Sixty-seven per cent of businesses said technology investments made last year improved their profitability. The adoption of online tools is also prevalent. Social media is used by seven-in-10 to promote their business and 61 per cent use it to communicate with customers.
“The government’s National Economic Recovery Program and the Proud of Indonesian Products Movement has contributed to technology adoption across Indonesia’s MSMEs. The pandemic prompted businesses to embrace technology and adapt. Indonesian businesses have a strong focus on improving customer satisfaction, becoming sophisticated at using social media to stay connected.”
Sixty-five per cent of businesses received more than 10 per cent of sales through digital payment. This was lower than the survey average of 74 per cent.
“With digital payment options closely associated with high growth businesses, we hope more Indonesian small businesses will offer such payment options.”
While most of Indonesia’s small businesses are growing, many found accessing external finance difficult. Among the 73 per cent that sought funds last year, 39 per cent found it difficult. This was higher than the survey average of 33 per cent. In spite of this, intentions to access finance remain strong, with 89 per cent planning to seek external funds this year.
“Accessing financing is still challenging to many in developing economies including Indonesia. The pandemic may have exacerbated difficulties due to cashflow problems.”
“The government has been trying to improve financial inclusion.

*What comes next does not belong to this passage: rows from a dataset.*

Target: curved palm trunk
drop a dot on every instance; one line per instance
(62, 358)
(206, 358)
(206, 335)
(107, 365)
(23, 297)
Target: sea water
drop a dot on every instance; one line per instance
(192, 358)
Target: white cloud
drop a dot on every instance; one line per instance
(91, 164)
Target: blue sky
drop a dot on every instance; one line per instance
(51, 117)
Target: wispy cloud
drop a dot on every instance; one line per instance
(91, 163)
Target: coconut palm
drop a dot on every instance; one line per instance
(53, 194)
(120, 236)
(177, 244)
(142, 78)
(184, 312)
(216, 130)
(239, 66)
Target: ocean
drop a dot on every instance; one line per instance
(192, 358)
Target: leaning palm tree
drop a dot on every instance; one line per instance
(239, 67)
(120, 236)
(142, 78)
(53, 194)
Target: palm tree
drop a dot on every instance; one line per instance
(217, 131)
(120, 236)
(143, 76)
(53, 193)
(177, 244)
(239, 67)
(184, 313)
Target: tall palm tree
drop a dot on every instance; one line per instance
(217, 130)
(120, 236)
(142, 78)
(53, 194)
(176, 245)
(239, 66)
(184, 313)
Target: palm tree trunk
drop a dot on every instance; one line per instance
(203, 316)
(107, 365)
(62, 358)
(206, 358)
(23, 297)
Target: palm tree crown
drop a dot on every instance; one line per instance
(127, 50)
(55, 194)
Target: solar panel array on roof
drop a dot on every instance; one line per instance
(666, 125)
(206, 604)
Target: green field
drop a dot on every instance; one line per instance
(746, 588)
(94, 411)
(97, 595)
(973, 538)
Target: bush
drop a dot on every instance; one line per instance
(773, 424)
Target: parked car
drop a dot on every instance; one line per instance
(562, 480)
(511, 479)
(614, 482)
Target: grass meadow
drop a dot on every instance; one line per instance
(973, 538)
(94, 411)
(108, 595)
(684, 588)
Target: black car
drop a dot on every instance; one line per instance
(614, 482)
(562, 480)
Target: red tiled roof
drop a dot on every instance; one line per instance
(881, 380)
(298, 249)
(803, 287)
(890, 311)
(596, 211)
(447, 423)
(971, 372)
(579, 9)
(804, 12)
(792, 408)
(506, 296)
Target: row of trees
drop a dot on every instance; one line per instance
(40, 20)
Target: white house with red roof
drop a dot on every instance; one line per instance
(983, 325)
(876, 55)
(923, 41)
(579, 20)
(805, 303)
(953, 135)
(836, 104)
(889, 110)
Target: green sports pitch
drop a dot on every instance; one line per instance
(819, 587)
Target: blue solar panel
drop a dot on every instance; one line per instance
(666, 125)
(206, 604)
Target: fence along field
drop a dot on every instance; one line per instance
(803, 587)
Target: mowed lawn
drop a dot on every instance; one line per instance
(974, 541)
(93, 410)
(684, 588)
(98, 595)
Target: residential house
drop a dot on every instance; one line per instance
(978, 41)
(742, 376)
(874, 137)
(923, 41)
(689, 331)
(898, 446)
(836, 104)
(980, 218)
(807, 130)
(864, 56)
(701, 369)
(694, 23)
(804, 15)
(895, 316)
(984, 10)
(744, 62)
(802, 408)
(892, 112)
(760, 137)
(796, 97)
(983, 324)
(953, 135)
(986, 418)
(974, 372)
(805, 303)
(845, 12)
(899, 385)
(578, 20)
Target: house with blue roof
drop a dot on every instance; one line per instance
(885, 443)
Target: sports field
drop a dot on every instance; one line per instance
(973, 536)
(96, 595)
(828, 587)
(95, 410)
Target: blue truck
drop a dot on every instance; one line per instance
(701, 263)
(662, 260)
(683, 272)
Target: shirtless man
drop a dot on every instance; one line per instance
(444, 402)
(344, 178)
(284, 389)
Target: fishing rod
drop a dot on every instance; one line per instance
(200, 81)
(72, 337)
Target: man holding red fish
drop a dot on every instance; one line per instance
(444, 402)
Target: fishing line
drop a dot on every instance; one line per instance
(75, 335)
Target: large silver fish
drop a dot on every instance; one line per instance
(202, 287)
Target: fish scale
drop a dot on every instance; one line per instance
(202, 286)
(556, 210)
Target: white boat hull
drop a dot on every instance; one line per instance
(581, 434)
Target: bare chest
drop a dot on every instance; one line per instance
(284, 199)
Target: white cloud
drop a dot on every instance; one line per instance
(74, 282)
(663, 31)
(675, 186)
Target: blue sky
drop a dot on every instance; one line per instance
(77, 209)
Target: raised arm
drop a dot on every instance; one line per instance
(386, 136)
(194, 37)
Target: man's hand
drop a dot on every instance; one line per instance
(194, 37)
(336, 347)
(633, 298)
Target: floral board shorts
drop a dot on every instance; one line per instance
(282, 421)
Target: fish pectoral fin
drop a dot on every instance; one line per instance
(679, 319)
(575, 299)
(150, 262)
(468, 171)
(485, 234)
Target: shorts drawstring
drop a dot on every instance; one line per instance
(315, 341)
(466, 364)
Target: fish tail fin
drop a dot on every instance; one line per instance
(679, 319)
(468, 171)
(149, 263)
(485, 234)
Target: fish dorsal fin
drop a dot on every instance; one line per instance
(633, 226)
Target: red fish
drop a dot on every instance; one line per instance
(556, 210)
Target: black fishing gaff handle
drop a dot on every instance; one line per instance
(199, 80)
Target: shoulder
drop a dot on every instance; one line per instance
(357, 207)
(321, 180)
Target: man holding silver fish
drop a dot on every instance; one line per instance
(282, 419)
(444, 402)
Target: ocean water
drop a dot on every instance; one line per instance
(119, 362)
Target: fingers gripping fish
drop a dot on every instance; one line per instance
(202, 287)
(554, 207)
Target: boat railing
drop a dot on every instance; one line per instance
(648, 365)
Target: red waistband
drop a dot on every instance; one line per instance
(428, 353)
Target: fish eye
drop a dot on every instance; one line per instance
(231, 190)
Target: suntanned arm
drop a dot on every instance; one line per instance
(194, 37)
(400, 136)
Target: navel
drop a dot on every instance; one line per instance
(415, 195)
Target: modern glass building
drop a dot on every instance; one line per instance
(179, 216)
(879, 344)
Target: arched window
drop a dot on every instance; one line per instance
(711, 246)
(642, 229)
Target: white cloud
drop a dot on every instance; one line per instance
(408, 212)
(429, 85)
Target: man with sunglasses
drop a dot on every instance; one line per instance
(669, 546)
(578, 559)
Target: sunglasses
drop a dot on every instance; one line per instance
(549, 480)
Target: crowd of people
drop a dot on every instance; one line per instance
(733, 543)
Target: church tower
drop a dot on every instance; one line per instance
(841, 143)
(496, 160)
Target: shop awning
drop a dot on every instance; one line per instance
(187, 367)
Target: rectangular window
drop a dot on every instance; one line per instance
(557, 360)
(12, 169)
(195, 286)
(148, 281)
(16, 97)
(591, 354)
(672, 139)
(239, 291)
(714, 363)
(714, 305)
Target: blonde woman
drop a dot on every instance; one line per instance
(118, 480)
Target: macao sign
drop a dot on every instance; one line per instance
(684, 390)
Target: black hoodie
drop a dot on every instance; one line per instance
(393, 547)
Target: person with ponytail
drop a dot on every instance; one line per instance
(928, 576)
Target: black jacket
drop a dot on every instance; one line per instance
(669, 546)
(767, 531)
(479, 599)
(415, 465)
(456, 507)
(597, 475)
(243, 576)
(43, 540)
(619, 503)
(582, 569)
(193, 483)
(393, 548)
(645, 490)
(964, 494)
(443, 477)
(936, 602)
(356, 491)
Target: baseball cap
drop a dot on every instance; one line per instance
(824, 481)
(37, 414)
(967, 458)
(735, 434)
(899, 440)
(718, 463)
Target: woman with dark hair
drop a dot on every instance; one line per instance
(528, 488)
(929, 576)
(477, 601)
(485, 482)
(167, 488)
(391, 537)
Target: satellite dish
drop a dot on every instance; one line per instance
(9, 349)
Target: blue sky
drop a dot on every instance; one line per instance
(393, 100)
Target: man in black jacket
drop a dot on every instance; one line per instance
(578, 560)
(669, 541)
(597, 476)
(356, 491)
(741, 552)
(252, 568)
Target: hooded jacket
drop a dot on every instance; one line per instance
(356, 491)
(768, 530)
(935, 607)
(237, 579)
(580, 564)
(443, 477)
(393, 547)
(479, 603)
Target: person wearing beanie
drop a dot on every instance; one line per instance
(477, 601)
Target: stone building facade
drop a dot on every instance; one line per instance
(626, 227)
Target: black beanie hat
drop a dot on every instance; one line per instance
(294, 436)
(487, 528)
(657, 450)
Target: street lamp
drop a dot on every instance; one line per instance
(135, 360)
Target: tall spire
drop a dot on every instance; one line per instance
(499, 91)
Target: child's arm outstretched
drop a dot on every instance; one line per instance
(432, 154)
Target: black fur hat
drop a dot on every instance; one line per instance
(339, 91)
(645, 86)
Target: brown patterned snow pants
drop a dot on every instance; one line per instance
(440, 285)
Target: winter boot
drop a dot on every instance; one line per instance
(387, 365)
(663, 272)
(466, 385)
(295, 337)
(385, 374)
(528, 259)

For example, increasing access to finance through digital platforms, encouraging financing through People’s Business Credit (KUR) and Ultra Micro (UMi) Financing programs and offering mentoring. MSMEs should also try to improve their solvency as this may impact their future credit score. They must keep a close eye on cashflow and costs.”
The survey findings reveal that many Indonesian small businesses have spent time and resources on environmental, social and governance (ESG) practices. Twenty-four per cent monitored their energy and water use and 23 per cent adopted green and sustainable finance opportunities.
“MSMEs are crucial contributors to achieving Indonesia’s climate and clean energy goals. Indonesia has established a comprehensive framework for sustainable finance to meet these goals and MSMEs should consider applying this to their business.”